To demand that Biden unilaterally make tens of thousands of pages of documents from his years in the Senate public while Donald Trump continues to withhold his tax returns and cites executive privilege at every opportunity is just stupid. Furthermore, would a failure to find anything there related to the Tara Reade matter be taken as proof, or even evidence, that he is innocent of the charges leveled against him? No. Republicans or disgruntled Sanders supporters would just claim a copy of the complaint she filed must be elsewhere or would begin theorizing about conspiracies to destroy the evidence. As was the case with Obama’s birth certificate, failure to provide the equivalent of “the original” would be taken as evidence of a coverup.
The fact is, Biden can’t produce a document if it never existed in the first place. That’s not to say it doesn’t exist and Reade never filed a complaint but since she didn’t save a copy and no one has so far been able to find it we can’t reasonably use the lack of evidence of its existence like it’s evidence of guilt. Nor can we risk allowing a hunt for a document that may or may not exist in records where it is extremely unlikely to be even if it does exist to open the door to the re-election of a man against whom we already have mountains of evidence of sexual assault and corruption.

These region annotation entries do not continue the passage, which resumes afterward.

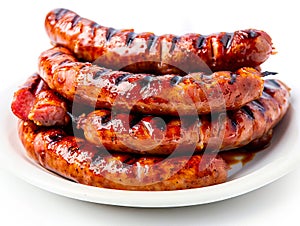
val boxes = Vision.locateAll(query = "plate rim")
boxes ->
[0,83,300,208]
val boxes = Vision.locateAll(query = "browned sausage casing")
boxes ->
[45,8,272,74]
[39,47,263,115]
[11,73,70,126]
[78,79,289,155]
[19,121,229,191]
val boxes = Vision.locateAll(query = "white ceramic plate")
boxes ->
[0,77,300,207]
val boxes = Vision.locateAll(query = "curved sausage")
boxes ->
[45,8,272,74]
[11,73,70,126]
[19,121,229,191]
[78,80,289,155]
[39,47,263,115]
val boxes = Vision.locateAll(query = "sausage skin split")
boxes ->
[45,8,272,74]
[78,79,289,155]
[19,121,229,191]
[11,73,70,126]
[39,47,263,115]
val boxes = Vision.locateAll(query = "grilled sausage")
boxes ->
[45,8,272,74]
[19,121,229,191]
[11,73,70,126]
[39,47,263,115]
[78,80,289,155]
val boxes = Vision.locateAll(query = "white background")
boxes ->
[0,0,300,226]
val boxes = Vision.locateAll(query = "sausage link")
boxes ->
[11,73,70,126]
[19,121,229,191]
[39,47,263,115]
[78,80,289,155]
[45,8,272,74]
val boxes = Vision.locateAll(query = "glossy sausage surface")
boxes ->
[11,73,70,126]
[78,79,290,155]
[45,8,272,74]
[19,121,229,191]
[39,47,263,115]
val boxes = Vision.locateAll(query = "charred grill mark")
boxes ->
[115,74,131,86]
[251,100,266,113]
[147,35,158,51]
[139,75,153,87]
[196,35,206,49]
[49,51,63,58]
[122,156,136,165]
[261,71,278,77]
[106,27,118,41]
[228,73,237,85]
[93,70,108,79]
[264,79,281,98]
[248,30,258,38]
[54,9,69,21]
[241,105,255,120]
[49,134,63,143]
[58,59,72,66]
[169,36,180,54]
[221,33,233,49]
[126,32,137,46]
[170,75,182,86]
[91,22,101,37]
[71,15,81,27]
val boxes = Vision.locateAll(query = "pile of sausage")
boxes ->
[11,9,290,191]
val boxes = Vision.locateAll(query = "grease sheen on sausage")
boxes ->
[45,8,272,74]
[39,47,263,115]
[11,73,70,126]
[78,79,290,155]
[19,121,229,191]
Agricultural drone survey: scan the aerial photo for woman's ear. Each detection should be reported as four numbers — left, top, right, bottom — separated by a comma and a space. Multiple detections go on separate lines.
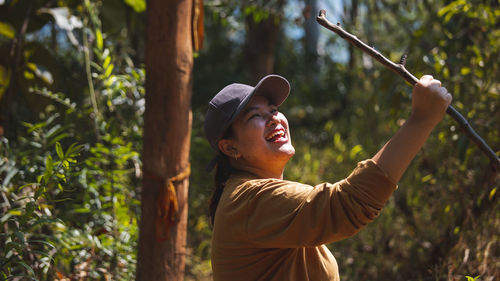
218, 139, 240, 158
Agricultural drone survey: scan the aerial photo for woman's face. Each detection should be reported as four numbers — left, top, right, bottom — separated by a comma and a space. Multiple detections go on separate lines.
223, 96, 295, 176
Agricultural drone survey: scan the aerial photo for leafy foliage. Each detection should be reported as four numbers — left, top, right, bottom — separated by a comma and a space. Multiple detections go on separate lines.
0, 0, 500, 280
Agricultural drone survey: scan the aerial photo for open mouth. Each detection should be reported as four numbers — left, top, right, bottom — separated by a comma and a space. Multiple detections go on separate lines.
266, 129, 286, 142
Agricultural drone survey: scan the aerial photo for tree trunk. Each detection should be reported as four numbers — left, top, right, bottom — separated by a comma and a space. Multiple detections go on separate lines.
244, 0, 284, 83
136, 0, 193, 281
303, 0, 319, 68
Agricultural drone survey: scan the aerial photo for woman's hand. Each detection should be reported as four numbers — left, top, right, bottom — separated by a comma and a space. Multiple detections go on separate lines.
410, 75, 452, 126
372, 75, 451, 183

Whether we like it or not, the burden of proof must rest with the accuser, not the accused. No democracy can long endure if mere allegations of wrongdoing are enough to undo elections or throw upcoming ones into turmoil. We should absolutely take all charges seriously. In this instance, that means continuing to look into Tara Reade’s allegations. At this point, that investigation should focus on finding out if her complaint is actually on file in the National Archives, US Senate records, or within the files of some other government office. Since Biden’s Senate papers are the least likely place we would find this kind of personnel record they should be the last place we search, not the first. Even then that search should be limited only to evidence relevant in this particular case.
While the allegations against Biden have caused some to finally begin stating that the hashtag #believe women always meant ‘take their charges seriously’ and thoroughly investigate them, the fact remains that some of these same people preempted the chance to conduct an investigation in Senator Al Franken’s case even though he was never accused of sexual assault. Hopefully, the way they are now treating the accusations against Biden means they have learned their lesson. To the extent that we continue to treat the accused as though they are guilty until proven innocent the #believe women message will be a muddled one at best, leaving its users open to regular charges of hypocrisy while enabling many extremely dangerous perpetrators to continue getting away with it, or worse, win elections.